In some embodiments, the polygodial derivatives of the present disclosure can be used in conjunction with radiotherapy. Radiotherapy, also called radiation therapy, is the treatment of cancer and other diseases with ionizing radiation. Ionizing radiation deposits energy that injures or destroys cells in the area being treated by damaging their genetic material, making it impossible for these cells to continue to grow. Without being bound by theory, radiotherapy can increase the amount of reactive oxygen species in tumor cells. In some embodiments, the combination therapy of the compounds of the present disclosure and radiotherapy can enhance the production of reactive oxygen species and thus the anti-tumor effects of the treatment. Although radiation damages both cancer cells and normal cells, the latter are able to repair themselves and function properly.

Radiation therapy used according to the present disclosure may include, but is not limited to, the use of γ-rays, X-rays, and/or the directed delivery of radioisotopes to tumor cells. Other forms of DNA damaging factors are also contemplated such as microwaves and UV-irradiation. It is most likely that all of these factors induce a broad range of damage on DNA, on the precursors of DNA, on the replication and repair of DNA, and on the assembly and maintenance of chromosomes. Dosage ranges for X-rays range from daily doses of 50 to 200 roentgens for prolonged periods of time (3 to 4 wk), to single doses of 2000 to 6000 roentgens. Dosage ranges for radioisotopes vary widely, and depend on the half-life of the isotope, the strength and type of radiation emitted, and the uptake by the neoplastic cells.

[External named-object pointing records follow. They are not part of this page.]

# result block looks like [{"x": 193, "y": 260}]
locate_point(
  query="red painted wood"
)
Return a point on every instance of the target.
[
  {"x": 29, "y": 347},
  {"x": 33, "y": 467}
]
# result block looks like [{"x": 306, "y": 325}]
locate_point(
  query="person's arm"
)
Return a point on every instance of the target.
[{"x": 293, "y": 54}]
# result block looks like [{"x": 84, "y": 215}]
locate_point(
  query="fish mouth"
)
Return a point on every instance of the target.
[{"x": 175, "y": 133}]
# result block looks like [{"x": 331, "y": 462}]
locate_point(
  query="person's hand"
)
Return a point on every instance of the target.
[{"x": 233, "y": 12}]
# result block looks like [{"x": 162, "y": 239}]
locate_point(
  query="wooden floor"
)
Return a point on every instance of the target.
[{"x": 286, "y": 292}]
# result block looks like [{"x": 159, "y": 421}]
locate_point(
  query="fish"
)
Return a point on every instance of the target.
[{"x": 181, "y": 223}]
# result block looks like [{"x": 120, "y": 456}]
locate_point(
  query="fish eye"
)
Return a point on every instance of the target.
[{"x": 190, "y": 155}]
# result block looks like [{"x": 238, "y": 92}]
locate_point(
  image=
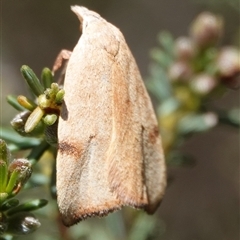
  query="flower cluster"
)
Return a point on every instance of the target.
[
  {"x": 15, "y": 218},
  {"x": 188, "y": 73},
  {"x": 38, "y": 117}
]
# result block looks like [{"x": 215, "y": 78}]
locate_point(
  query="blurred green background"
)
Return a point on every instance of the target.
[{"x": 201, "y": 202}]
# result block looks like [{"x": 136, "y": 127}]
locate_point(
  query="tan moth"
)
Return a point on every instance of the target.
[{"x": 110, "y": 152}]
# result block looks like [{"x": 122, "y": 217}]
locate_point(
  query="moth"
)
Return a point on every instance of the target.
[{"x": 109, "y": 149}]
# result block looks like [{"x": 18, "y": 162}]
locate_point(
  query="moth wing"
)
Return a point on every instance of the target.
[
  {"x": 85, "y": 128},
  {"x": 136, "y": 162},
  {"x": 109, "y": 150}
]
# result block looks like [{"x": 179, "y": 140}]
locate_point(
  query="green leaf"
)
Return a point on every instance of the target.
[
  {"x": 12, "y": 182},
  {"x": 23, "y": 223},
  {"x": 195, "y": 123},
  {"x": 166, "y": 40},
  {"x": 10, "y": 203},
  {"x": 32, "y": 80},
  {"x": 33, "y": 120},
  {"x": 12, "y": 100},
  {"x": 3, "y": 175},
  {"x": 158, "y": 83},
  {"x": 4, "y": 151}
]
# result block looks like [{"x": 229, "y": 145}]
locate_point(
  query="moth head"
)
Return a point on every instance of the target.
[{"x": 84, "y": 15}]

Radiotherapy may comprise the use of radiolabeled antibodies to deliver doses of radiation directly to the cancer site (radioimmunotherapy). Antibodies are highly specific proteins that are made by the body in response to the presence of antigens (substances recognized as foreign by the immune system). Some tumor cells contain specific antigens that trigger the production of tumor-specific antibodies. Large quantities of these antibodies can be made in the laboratory and attached to radioactive substances (a process known as radiolabeling). Once injected into the body, the antibodies actively seek out the cancer cells, which are destroyed by the cell-killing (cytotoxic) action of the radiation. This approach can minimize the risk of radiation damage to healthy cells.

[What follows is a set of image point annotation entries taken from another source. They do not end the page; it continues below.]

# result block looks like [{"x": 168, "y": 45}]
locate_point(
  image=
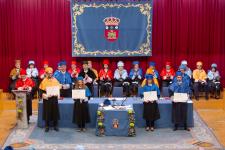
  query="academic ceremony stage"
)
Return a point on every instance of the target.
[{"x": 112, "y": 74}]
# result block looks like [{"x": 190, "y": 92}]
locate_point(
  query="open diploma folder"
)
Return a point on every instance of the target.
[
  {"x": 150, "y": 96},
  {"x": 53, "y": 91},
  {"x": 180, "y": 97},
  {"x": 78, "y": 94}
]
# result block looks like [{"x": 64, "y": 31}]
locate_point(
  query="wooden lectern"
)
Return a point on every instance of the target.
[{"x": 21, "y": 108}]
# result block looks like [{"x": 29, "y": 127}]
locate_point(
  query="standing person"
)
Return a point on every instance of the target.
[
  {"x": 88, "y": 75},
  {"x": 121, "y": 78},
  {"x": 50, "y": 103},
  {"x": 167, "y": 74},
  {"x": 81, "y": 112},
  {"x": 26, "y": 83},
  {"x": 64, "y": 79},
  {"x": 42, "y": 72},
  {"x": 179, "y": 109},
  {"x": 105, "y": 79},
  {"x": 15, "y": 74},
  {"x": 136, "y": 76},
  {"x": 200, "y": 77},
  {"x": 214, "y": 81},
  {"x": 94, "y": 70},
  {"x": 187, "y": 69},
  {"x": 74, "y": 71},
  {"x": 151, "y": 110},
  {"x": 152, "y": 70}
]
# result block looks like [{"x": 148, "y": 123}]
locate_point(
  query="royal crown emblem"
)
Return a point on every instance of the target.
[{"x": 111, "y": 28}]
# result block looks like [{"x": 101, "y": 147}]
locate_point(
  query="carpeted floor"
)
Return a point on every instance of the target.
[{"x": 66, "y": 138}]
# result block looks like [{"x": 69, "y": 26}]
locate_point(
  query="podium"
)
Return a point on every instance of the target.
[{"x": 21, "y": 108}]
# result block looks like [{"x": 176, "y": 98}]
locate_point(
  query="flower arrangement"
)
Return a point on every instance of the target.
[
  {"x": 100, "y": 119},
  {"x": 20, "y": 108},
  {"x": 131, "y": 116}
]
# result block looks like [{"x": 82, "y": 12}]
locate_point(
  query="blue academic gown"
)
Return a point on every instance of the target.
[
  {"x": 179, "y": 109},
  {"x": 81, "y": 111},
  {"x": 151, "y": 110},
  {"x": 63, "y": 78},
  {"x": 185, "y": 78},
  {"x": 136, "y": 74}
]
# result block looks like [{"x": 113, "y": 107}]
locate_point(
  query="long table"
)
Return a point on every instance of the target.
[{"x": 165, "y": 108}]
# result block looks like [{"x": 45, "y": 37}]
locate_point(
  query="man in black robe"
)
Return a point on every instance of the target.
[
  {"x": 179, "y": 109},
  {"x": 88, "y": 75}
]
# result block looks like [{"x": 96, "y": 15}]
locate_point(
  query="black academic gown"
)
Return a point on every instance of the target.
[
  {"x": 50, "y": 109},
  {"x": 92, "y": 75}
]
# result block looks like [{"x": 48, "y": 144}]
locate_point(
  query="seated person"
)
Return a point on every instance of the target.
[
  {"x": 135, "y": 76},
  {"x": 50, "y": 103},
  {"x": 121, "y": 78},
  {"x": 179, "y": 109},
  {"x": 151, "y": 110},
  {"x": 167, "y": 74},
  {"x": 105, "y": 79},
  {"x": 15, "y": 74},
  {"x": 154, "y": 72},
  {"x": 94, "y": 70},
  {"x": 32, "y": 73},
  {"x": 214, "y": 81},
  {"x": 81, "y": 112},
  {"x": 42, "y": 72},
  {"x": 74, "y": 71},
  {"x": 64, "y": 79},
  {"x": 26, "y": 83},
  {"x": 88, "y": 76},
  {"x": 200, "y": 77},
  {"x": 187, "y": 69}
]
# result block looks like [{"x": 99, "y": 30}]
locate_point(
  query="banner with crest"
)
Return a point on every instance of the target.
[{"x": 111, "y": 29}]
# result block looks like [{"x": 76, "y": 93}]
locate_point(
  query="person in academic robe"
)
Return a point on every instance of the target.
[
  {"x": 15, "y": 74},
  {"x": 50, "y": 103},
  {"x": 151, "y": 110},
  {"x": 167, "y": 74},
  {"x": 200, "y": 81},
  {"x": 26, "y": 83},
  {"x": 214, "y": 81},
  {"x": 59, "y": 69},
  {"x": 121, "y": 78},
  {"x": 74, "y": 71},
  {"x": 95, "y": 82},
  {"x": 151, "y": 70},
  {"x": 88, "y": 75},
  {"x": 105, "y": 79},
  {"x": 81, "y": 112},
  {"x": 65, "y": 80},
  {"x": 179, "y": 109},
  {"x": 187, "y": 69},
  {"x": 185, "y": 77},
  {"x": 135, "y": 76},
  {"x": 42, "y": 73}
]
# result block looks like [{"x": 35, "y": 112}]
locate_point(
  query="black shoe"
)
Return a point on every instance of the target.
[
  {"x": 187, "y": 129},
  {"x": 46, "y": 129},
  {"x": 196, "y": 97},
  {"x": 56, "y": 129}
]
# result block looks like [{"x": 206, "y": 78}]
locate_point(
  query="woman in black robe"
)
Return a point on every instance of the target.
[
  {"x": 151, "y": 110},
  {"x": 81, "y": 111},
  {"x": 50, "y": 103}
]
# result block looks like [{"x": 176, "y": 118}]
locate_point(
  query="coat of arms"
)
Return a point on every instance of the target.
[{"x": 111, "y": 28}]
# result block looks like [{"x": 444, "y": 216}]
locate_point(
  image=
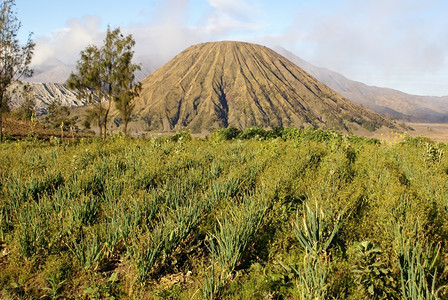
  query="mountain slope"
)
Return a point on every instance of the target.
[
  {"x": 392, "y": 103},
  {"x": 237, "y": 84}
]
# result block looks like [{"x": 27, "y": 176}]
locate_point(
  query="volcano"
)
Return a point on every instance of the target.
[{"x": 236, "y": 84}]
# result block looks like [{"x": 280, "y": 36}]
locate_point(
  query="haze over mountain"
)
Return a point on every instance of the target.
[
  {"x": 43, "y": 95},
  {"x": 392, "y": 103},
  {"x": 223, "y": 84}
]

Conformal radiotherapy uses the same radiotherapy machine, a linear accelerator, as the normal radiotherapy treatment but metal blocks are placed in the path of the x-ray beam to alter its shape to match that of the cancer. This ensures that a higher radiation dose is given to the tumor. Healthy surrounding cells and nearby structures receive a lower dose of radiation, so the possibility of side effects is reduced. A device called a multi-leaf collimator has been developed and can be used as an alternative to the metal blocks. The multi-leaf collimator consists of a number of metal sheets which are fixed to the linear accelerator. Each layer can be adjusted so that the radiotherapy beams can be shaped to the treatment area without the need for metal blocks. Precise positioning of the radiotherapy machine is very important for conformal radiotherapy treatment and a special scanning machine may be used to check the position of internal organs at the beginning of each treatment.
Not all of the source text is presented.